But, after all, this progress is one towards the normal. Attention to details in the case of the poor man is forced upon him. Except in rare cases, he does not really care to shovel his own snow; he would prefer to hire a man to do it, and as soon as he can he does do so. So long as his sidewalk is properly cleared he is willing to leave the details to the man who clears it. He does not care whether that man begins at the north or the south end, or whether his shovelfuls are small or large.
Here, if we examine, we shall find a common characteristic of those kinds of work where laymen are in control—the persons for whom the work is done care very much about results; they are careless of methods so long as those results are attained. And in a very large number of cases the persons for whom the work is done will be found to be the public, or so large a section of it that it is practically a group of laymen so far as the particular work in question may be concerned.
A lay board of directors or a lay departmental head, then, is simply and properly a representative of a greater lay body that is particularly anxious for results and not particularly anxious about methods. Lay control is thus not illogical, but is the outcome of a regular and very proper development. But, as has been said, it is not the only method of controlling a great institution. An institution may be managed by a graded body of experts. So were the old guilds of craftsmen managed. So are many ecclesiastical bodies, notably the Roman Catholic Church. We may call this method of control hierarchical. It has some advantages over lay control and some disadvantages. We may imagine such a system applied to libraries. All the libraries in a state, we will say, would then be managed by the state librarian, and all these officers would be subject to the orders of the librarian of the national library, who would be supreme and accountable to no one. Without going into detailed discussion of this extremely supposititious case, we may say that the objection to it would be that the persons who are especially interested in the results of the work done are not represented in the controlling hierarchy. Where the persons interested are all experts, as in a guild of craftsmen, there can perhaps be no objection to control by experts; though even in this case we are leaving out of consideration the persons, generally laymen, for whom the craftsmen do their work.
In fact, any trouble that may arise from the lay control of a body of expert workers lies just here—in the failure either of the controlling authority or the trained subordinates to recognize and keep within their limitations. It should be the function of the supreme lay authority to decide what results it wants and then to see that it gets them—to call attention to any deviation from them and to replace those who cannot achieve them by others who can.
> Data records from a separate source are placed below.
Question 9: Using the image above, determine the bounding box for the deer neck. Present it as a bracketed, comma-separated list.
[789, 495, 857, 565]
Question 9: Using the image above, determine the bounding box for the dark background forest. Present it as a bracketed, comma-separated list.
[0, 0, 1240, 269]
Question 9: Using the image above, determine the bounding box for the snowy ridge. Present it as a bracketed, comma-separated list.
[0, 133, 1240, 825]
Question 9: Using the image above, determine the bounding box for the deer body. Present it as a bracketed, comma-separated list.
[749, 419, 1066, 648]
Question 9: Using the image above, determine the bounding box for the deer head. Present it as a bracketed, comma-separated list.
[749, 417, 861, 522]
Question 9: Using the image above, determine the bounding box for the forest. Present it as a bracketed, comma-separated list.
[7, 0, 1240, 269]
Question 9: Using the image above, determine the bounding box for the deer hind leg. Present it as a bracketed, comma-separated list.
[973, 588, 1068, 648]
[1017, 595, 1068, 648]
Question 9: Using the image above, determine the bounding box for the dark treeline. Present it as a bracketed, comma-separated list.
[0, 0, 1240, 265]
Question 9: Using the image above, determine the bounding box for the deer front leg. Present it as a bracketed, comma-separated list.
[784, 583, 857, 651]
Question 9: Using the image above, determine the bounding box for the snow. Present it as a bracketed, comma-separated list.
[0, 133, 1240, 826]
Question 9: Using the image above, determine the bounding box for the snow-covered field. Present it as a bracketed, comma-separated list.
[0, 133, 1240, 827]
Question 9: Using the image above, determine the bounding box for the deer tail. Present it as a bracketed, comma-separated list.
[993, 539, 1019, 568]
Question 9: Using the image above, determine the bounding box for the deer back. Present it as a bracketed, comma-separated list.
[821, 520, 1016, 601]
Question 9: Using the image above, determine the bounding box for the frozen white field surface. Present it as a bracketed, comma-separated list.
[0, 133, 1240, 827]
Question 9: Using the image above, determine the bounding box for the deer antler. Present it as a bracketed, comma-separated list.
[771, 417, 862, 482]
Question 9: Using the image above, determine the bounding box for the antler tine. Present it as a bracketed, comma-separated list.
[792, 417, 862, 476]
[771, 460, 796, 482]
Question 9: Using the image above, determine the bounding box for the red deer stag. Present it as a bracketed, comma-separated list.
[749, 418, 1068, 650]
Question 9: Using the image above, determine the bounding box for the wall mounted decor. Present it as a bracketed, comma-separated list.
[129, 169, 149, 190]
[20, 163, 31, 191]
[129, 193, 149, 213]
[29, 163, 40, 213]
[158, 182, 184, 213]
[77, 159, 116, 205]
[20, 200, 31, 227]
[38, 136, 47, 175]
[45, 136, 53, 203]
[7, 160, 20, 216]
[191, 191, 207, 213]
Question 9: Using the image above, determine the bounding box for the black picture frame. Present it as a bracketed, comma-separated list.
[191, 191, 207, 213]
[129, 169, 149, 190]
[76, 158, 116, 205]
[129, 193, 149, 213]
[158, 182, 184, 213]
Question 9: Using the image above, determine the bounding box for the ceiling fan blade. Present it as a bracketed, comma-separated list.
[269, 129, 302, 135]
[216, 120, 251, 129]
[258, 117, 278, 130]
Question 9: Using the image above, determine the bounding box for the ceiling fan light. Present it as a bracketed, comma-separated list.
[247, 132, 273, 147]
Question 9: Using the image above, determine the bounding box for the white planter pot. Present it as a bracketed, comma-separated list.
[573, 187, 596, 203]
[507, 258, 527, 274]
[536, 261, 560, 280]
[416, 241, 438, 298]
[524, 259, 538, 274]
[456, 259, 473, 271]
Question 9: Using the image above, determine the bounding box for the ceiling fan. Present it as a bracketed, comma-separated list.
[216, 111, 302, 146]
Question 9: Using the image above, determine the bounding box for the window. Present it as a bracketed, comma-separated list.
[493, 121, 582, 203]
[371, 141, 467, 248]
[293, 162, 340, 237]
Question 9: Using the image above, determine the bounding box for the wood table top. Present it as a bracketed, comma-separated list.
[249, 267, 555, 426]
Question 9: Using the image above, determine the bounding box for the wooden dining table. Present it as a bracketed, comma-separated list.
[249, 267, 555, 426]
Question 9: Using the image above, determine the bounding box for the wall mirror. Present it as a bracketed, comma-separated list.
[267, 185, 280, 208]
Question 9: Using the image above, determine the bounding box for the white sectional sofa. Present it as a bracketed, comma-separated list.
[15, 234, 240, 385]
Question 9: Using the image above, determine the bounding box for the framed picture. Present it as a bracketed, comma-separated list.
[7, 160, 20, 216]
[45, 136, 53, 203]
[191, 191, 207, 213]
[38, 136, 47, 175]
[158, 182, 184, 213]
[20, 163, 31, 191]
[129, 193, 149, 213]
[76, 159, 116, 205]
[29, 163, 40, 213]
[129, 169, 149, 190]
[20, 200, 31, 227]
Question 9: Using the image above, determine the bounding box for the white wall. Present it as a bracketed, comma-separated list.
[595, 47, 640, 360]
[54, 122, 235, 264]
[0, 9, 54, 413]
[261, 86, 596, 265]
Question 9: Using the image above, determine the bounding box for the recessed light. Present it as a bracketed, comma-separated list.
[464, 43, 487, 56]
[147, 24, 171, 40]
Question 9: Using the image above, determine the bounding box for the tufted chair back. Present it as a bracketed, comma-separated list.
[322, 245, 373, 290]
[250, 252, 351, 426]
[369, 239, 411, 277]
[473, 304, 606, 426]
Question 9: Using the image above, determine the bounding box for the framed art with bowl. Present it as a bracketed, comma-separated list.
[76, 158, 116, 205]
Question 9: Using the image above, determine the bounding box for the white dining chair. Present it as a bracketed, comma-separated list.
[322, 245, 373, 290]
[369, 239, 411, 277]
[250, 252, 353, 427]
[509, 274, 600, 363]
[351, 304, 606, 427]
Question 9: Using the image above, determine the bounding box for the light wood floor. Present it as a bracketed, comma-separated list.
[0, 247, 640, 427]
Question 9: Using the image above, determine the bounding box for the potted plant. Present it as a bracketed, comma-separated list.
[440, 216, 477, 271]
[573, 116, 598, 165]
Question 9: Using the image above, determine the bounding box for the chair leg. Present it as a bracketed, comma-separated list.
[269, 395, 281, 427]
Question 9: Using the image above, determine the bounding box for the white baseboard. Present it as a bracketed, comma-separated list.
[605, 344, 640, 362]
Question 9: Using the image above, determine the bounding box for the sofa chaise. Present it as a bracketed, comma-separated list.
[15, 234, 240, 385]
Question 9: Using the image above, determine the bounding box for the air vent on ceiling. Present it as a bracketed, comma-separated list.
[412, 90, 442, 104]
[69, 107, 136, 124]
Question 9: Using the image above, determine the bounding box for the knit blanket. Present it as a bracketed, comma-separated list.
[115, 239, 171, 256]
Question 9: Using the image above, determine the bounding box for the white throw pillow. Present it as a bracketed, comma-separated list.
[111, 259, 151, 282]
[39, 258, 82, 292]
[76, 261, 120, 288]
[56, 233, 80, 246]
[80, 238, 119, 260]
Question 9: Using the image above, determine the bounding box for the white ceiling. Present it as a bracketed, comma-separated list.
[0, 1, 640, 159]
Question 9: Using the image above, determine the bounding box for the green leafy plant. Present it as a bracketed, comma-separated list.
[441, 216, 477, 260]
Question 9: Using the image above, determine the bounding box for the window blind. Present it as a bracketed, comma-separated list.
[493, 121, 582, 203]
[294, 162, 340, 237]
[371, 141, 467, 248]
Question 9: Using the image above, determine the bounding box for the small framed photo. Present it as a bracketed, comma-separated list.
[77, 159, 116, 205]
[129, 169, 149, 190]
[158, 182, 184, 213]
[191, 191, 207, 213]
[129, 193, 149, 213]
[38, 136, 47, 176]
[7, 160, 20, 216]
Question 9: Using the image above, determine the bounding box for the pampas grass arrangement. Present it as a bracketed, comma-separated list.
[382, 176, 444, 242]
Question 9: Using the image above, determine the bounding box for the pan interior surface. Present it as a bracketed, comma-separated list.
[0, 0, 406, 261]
It should be the part of the expert staff of subordinates to discover by what methods these results can best be reached and then to follow out these methods.
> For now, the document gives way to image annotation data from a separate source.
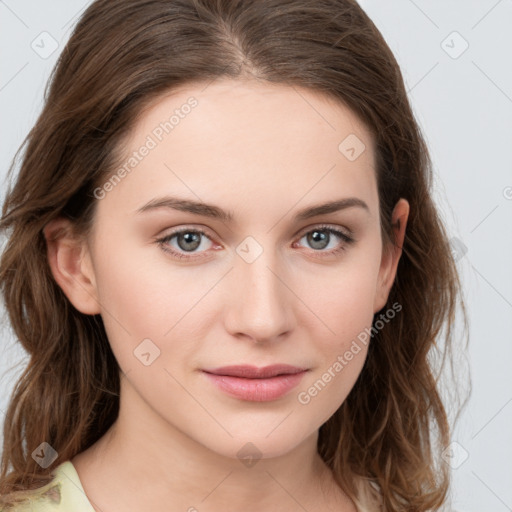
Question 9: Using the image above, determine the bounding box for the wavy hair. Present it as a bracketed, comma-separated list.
[0, 0, 467, 512]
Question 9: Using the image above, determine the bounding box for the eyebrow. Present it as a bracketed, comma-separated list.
[135, 196, 370, 222]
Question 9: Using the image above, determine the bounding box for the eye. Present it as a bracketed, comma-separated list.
[292, 226, 355, 256]
[156, 226, 355, 260]
[157, 228, 211, 259]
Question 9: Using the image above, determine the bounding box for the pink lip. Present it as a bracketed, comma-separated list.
[202, 365, 308, 402]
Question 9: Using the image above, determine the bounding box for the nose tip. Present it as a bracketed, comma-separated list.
[226, 257, 292, 342]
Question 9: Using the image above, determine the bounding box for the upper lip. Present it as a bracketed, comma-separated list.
[203, 364, 307, 379]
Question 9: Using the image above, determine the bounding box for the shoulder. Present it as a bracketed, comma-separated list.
[0, 461, 94, 512]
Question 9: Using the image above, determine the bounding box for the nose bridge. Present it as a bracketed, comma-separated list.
[228, 244, 292, 340]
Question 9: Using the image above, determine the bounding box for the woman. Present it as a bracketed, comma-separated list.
[0, 0, 464, 512]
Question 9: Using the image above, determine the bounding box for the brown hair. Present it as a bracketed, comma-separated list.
[0, 0, 467, 512]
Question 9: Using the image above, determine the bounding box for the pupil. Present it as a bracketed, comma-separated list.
[310, 231, 327, 249]
[178, 232, 201, 250]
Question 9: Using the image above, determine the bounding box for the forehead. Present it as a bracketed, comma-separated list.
[96, 80, 376, 223]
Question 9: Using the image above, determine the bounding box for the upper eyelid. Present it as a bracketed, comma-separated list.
[160, 223, 354, 243]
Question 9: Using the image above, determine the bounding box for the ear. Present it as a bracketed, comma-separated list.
[43, 217, 100, 315]
[373, 198, 409, 313]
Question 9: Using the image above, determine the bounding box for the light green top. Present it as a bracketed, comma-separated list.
[0, 460, 381, 512]
[0, 460, 95, 512]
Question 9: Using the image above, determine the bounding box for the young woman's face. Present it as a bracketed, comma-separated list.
[64, 80, 403, 457]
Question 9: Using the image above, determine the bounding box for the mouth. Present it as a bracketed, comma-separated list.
[202, 364, 309, 402]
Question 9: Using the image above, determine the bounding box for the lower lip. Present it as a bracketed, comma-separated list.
[203, 370, 307, 402]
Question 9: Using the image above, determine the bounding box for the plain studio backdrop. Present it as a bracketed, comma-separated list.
[0, 0, 512, 512]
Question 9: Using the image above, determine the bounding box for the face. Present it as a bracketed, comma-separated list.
[48, 80, 405, 457]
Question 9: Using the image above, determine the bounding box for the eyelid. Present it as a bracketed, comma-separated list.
[156, 223, 357, 261]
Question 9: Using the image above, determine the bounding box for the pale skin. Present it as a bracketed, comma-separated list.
[44, 80, 409, 512]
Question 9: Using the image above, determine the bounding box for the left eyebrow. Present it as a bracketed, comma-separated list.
[135, 196, 370, 222]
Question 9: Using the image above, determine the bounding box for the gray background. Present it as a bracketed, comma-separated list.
[0, 0, 512, 512]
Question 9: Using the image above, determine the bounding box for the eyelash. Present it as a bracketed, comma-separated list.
[156, 225, 355, 260]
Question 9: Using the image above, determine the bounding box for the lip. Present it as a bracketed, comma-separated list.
[202, 364, 308, 402]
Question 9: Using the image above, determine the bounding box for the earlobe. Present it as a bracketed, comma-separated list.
[43, 218, 100, 315]
[373, 198, 409, 313]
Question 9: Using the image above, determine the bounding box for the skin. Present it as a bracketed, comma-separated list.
[45, 80, 409, 512]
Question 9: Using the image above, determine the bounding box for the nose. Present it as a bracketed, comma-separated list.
[225, 251, 294, 343]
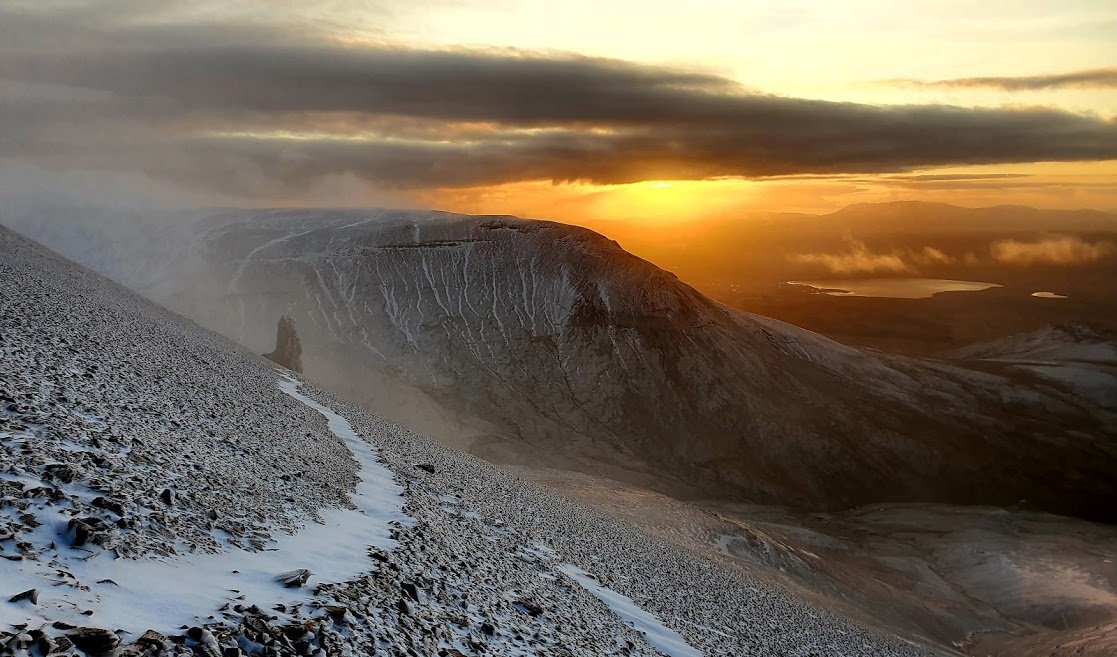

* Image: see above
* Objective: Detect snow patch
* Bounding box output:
[559,563,703,657]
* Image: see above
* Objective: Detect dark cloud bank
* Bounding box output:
[0,3,1117,194]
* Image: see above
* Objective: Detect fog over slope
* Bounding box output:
[8,210,1117,518]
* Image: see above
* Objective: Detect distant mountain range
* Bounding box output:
[8,202,1117,520]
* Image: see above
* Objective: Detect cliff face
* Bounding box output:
[10,210,1117,517]
[264,315,303,372]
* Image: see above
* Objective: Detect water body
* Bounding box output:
[1032,292,1070,298]
[787,278,1002,298]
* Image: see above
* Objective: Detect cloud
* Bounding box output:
[885,68,1117,92]
[911,247,955,265]
[990,236,1115,265]
[790,239,911,274]
[789,238,955,274]
[0,1,1117,196]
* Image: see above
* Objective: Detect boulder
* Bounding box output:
[264,315,303,372]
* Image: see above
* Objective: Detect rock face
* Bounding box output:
[8,210,1117,518]
[264,315,303,372]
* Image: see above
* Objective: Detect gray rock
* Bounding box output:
[8,589,39,604]
[66,627,121,657]
[264,315,303,372]
[276,568,311,589]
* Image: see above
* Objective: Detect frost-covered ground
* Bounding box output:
[0,224,942,657]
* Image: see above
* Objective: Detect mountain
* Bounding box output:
[10,210,1117,520]
[0,228,942,657]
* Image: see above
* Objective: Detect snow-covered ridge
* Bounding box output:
[0,222,938,657]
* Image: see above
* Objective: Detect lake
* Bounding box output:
[787,278,1002,298]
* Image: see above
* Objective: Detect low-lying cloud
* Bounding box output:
[789,238,955,274]
[990,236,1115,265]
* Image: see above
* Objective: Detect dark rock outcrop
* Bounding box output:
[264,315,303,372]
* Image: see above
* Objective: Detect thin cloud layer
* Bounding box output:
[889,68,1117,92]
[990,236,1115,265]
[0,2,1117,196]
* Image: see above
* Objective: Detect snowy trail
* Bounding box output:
[559,563,703,657]
[0,377,411,636]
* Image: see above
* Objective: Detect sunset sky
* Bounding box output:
[0,0,1117,221]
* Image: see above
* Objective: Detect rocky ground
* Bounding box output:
[0,223,926,657]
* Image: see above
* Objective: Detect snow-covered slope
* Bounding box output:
[8,210,1117,517]
[0,229,942,657]
[952,324,1117,412]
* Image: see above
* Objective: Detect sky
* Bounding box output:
[0,0,1117,222]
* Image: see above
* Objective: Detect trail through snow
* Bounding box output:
[0,377,411,636]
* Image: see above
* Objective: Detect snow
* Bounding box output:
[0,377,411,636]
[559,563,703,657]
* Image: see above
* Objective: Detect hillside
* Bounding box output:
[0,224,947,657]
[10,210,1117,517]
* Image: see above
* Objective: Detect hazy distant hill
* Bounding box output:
[10,210,1117,517]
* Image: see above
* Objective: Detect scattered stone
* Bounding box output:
[8,589,39,604]
[66,627,121,657]
[276,568,311,589]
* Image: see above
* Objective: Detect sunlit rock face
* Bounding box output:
[10,210,1117,517]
When the lay head attempts to direct the details of method, or when the trained subordinate thinks it his duty to influence the policy of the institution, then there is apt to be trouble.
Such results are apt to follow, on the one hand, the inclusion in a board of trustees of a man with a passion for detail and a great personal interest in the work under him, but without a keen realization of the necessity for strict organization and discipline in his expert staff; or, on the other hand, from the presence in that staff of a masterful man who cannot rest until he is in virtual control of whatever he concerns himself about.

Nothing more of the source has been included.